SINGAPORE (BLOOMBERG) - Singapore stock traders may finally get their lunch break back.
Singapore Exchange, which runs the city's equity market, is considering reinstating the midday intermission, according to people familiar with the matter. SGX in 2011 scrapped the break, which lasted from 12.30pm to 2pm every day, in an effort to boost trading.
The bourse is expected to have a public consultation on the issue in the coming weeks, the people said, asking not to be identified as the information is private. SGX will also propose a test that would widen the price increment at which shares are quoted to bring day traders back, the people added.

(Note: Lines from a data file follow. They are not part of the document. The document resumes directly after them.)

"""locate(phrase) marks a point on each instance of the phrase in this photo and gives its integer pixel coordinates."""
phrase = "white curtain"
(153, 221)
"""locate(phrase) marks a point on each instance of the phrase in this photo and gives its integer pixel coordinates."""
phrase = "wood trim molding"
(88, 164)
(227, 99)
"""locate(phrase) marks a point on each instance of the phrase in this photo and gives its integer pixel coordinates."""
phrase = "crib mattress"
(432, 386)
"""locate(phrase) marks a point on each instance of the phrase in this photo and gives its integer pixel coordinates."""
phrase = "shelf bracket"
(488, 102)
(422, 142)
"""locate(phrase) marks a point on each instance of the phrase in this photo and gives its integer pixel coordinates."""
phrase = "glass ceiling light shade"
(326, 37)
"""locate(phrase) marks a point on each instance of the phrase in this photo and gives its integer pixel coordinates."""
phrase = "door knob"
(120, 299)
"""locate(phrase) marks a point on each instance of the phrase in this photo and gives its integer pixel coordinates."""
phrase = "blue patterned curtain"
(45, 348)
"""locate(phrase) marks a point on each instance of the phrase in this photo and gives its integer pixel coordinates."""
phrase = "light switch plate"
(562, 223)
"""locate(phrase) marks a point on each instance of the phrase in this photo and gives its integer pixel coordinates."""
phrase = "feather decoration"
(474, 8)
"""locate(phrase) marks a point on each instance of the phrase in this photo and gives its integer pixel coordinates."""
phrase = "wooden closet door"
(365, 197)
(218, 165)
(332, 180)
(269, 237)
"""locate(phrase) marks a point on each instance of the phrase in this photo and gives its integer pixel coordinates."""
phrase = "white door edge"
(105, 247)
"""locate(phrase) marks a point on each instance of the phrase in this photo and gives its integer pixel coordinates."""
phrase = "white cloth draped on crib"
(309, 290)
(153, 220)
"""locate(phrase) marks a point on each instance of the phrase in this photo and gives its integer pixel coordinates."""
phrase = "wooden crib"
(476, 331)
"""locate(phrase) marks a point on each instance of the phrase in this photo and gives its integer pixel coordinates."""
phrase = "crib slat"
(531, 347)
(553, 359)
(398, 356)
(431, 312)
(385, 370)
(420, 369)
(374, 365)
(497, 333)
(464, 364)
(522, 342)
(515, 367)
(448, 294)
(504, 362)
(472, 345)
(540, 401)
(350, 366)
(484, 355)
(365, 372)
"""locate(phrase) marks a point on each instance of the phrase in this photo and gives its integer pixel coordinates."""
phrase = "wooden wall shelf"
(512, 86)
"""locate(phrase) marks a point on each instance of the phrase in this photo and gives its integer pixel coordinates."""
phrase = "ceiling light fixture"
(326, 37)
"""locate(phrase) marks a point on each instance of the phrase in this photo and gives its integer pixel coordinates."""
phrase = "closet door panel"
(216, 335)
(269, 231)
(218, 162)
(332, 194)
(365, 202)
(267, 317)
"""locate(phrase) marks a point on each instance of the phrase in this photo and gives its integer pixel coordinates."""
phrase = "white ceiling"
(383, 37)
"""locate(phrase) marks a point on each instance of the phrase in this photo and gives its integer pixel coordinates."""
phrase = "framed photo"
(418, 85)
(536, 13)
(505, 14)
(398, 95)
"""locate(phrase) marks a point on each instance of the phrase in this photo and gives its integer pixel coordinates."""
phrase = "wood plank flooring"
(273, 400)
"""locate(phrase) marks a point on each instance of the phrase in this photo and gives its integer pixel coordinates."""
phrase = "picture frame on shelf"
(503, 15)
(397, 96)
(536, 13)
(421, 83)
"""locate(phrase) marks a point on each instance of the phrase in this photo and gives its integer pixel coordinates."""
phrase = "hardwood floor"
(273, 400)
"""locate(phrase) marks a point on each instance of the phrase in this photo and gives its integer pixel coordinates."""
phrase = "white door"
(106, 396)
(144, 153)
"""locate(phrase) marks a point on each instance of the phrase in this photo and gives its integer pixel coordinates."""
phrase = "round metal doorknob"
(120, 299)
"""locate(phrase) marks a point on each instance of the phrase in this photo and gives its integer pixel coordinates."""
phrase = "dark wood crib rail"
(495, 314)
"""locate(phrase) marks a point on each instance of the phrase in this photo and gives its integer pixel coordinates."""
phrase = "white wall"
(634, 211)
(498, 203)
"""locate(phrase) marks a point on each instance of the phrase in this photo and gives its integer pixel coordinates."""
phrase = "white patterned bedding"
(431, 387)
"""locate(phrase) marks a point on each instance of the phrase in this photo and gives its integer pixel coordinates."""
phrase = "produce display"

When SGX cut the midday break, then-chief executive officer Magnus Bocker said in January 2011 the move would make Singapore "one of the most accessible markets in Asia and in the world". Having continuous trading from 9am to 5pm could also boost volume by as much as 10 per cent, Mr Bocker said.
Many Asian stock markets have a midday break, including Hong Kong, mainland China and Malaysia.

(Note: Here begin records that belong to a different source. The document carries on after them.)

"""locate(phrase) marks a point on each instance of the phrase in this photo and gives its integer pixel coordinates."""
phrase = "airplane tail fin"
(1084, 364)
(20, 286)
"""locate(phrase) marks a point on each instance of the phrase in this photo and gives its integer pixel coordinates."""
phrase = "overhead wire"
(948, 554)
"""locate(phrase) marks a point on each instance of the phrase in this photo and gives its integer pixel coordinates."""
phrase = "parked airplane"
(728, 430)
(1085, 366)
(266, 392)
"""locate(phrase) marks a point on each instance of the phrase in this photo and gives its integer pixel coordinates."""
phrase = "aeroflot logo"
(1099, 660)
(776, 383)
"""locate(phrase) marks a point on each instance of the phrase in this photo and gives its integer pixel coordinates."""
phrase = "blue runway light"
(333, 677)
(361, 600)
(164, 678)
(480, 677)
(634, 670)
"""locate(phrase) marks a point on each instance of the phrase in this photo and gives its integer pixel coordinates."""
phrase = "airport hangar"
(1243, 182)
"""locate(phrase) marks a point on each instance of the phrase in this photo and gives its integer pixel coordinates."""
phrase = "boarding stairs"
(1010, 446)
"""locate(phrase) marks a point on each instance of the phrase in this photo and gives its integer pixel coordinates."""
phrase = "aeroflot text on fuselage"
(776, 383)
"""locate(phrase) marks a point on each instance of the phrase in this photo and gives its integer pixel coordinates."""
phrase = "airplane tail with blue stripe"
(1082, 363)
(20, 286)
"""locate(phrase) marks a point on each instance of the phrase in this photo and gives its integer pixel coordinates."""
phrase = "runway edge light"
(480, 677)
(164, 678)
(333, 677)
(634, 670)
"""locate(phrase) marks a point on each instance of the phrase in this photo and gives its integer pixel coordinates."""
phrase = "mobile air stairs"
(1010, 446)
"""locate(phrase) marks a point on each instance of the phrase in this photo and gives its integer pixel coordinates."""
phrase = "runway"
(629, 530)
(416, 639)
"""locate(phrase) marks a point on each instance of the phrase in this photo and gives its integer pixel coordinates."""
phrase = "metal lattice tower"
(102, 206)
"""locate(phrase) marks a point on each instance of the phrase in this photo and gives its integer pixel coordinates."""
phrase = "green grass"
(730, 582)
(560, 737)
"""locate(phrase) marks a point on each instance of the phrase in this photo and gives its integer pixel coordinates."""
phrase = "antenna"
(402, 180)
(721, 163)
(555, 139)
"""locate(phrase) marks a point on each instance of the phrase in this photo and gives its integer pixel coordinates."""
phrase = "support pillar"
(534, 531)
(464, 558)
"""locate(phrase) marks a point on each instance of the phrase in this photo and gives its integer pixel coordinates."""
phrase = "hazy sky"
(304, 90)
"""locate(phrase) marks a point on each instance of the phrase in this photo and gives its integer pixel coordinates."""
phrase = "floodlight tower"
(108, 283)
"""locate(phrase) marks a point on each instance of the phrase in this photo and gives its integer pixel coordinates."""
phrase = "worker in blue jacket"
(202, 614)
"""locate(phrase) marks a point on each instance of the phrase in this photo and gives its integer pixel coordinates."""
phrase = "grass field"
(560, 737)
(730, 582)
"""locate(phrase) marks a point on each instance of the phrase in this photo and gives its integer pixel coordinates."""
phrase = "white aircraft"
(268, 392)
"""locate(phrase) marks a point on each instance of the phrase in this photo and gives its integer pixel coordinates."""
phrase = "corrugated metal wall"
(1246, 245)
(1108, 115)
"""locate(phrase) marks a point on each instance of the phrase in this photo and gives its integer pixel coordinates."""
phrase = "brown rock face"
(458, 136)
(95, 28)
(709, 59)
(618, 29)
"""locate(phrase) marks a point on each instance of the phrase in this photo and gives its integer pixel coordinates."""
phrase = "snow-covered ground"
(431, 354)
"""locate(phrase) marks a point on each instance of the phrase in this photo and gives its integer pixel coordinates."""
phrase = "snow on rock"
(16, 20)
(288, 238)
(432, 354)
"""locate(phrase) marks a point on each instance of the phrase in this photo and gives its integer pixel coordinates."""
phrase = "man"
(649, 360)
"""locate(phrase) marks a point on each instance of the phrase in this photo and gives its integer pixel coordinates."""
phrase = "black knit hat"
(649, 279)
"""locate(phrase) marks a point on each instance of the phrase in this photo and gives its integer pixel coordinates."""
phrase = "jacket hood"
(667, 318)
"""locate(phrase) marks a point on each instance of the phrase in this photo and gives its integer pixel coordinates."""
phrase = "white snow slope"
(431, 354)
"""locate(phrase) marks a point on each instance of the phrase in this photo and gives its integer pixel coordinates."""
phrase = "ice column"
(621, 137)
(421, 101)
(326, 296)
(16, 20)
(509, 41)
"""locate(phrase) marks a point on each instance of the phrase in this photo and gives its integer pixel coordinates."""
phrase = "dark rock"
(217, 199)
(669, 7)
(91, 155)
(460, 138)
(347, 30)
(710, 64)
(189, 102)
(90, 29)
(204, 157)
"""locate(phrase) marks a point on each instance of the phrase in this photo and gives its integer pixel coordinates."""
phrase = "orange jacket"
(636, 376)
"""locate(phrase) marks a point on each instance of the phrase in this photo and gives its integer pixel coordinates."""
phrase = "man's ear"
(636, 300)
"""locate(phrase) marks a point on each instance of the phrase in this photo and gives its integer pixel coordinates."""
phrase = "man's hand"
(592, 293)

The daily average value of shares traded on SGX this year has risen 6.4 per cent, to US$809 million (S$1.142 billion), compared with the average for 2016, according to data compiled by Bloomberg. While up from last year, it is down from the US$1.12 billion-a-day the market saw in 2013, the data show. SGX said in an e-mailed response to queries that it does not comment on speculation.

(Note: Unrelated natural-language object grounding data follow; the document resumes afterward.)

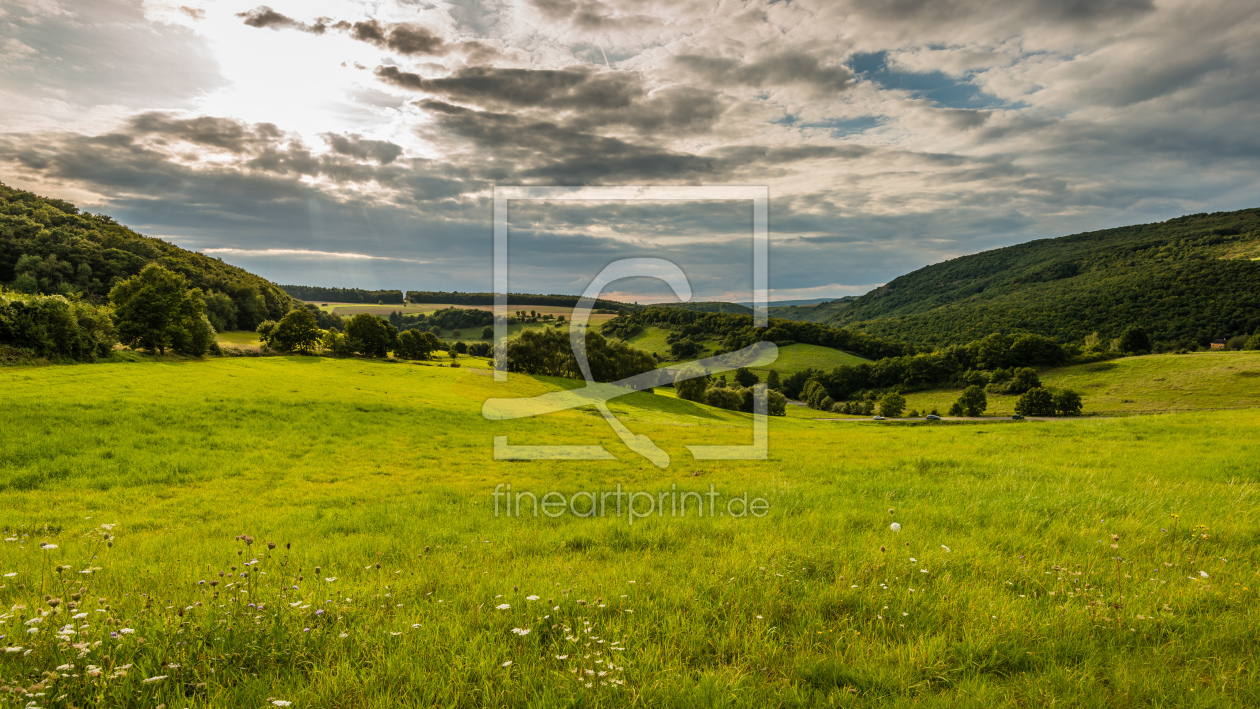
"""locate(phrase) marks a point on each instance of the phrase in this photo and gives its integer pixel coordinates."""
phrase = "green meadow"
(1161, 383)
(243, 532)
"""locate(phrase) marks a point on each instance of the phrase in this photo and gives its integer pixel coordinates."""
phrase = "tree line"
(49, 247)
(736, 331)
(1186, 282)
(316, 294)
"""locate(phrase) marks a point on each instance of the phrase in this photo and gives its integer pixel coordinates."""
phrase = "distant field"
(237, 339)
(653, 340)
(795, 358)
(791, 359)
(412, 309)
(392, 581)
(1139, 384)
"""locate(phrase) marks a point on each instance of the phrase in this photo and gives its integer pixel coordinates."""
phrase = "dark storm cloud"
(965, 10)
(263, 17)
(557, 154)
(563, 88)
(778, 69)
(405, 38)
(590, 98)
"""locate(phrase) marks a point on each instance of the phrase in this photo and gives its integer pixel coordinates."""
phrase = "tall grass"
(1004, 584)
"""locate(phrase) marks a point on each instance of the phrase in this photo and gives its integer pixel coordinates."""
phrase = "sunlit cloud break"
(303, 252)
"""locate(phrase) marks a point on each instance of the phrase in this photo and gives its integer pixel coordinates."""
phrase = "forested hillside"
(1186, 281)
(343, 295)
(49, 246)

The exchange's tick-size proposal would reward brokers for making markets in less liquid stocks by widening the spread they earn when buying and selling shares, the people said. That could encourage trading in small-cap companies, they said.
If the plan goes ahead, it would be at least the third time in a decade that SGX has tweaked stock spreads. In 2011, it cut tick sizes to offer what it called "one of Asia's most cost-competitive trading environments." It made a similar move in 2007.
The US in October started a two-year test that raised ticks for small-company stocks amid complaints from exchanges that liquidity has dried up. Japan Exchange Group in December 2014 said it was backtracking on tick cuts for some of the biggest companies less than six months after it was implemented because it failed to get the boost it sought.
SGX in 2015 cut the board lot size, or trading unit, investors needed to buy to 100 from 1,000 to help make higher-priced shares easier to invest. Last year, it consulted on having at least 10 percent of shares in the initial public offering of companies on its main venue to boost retail participation.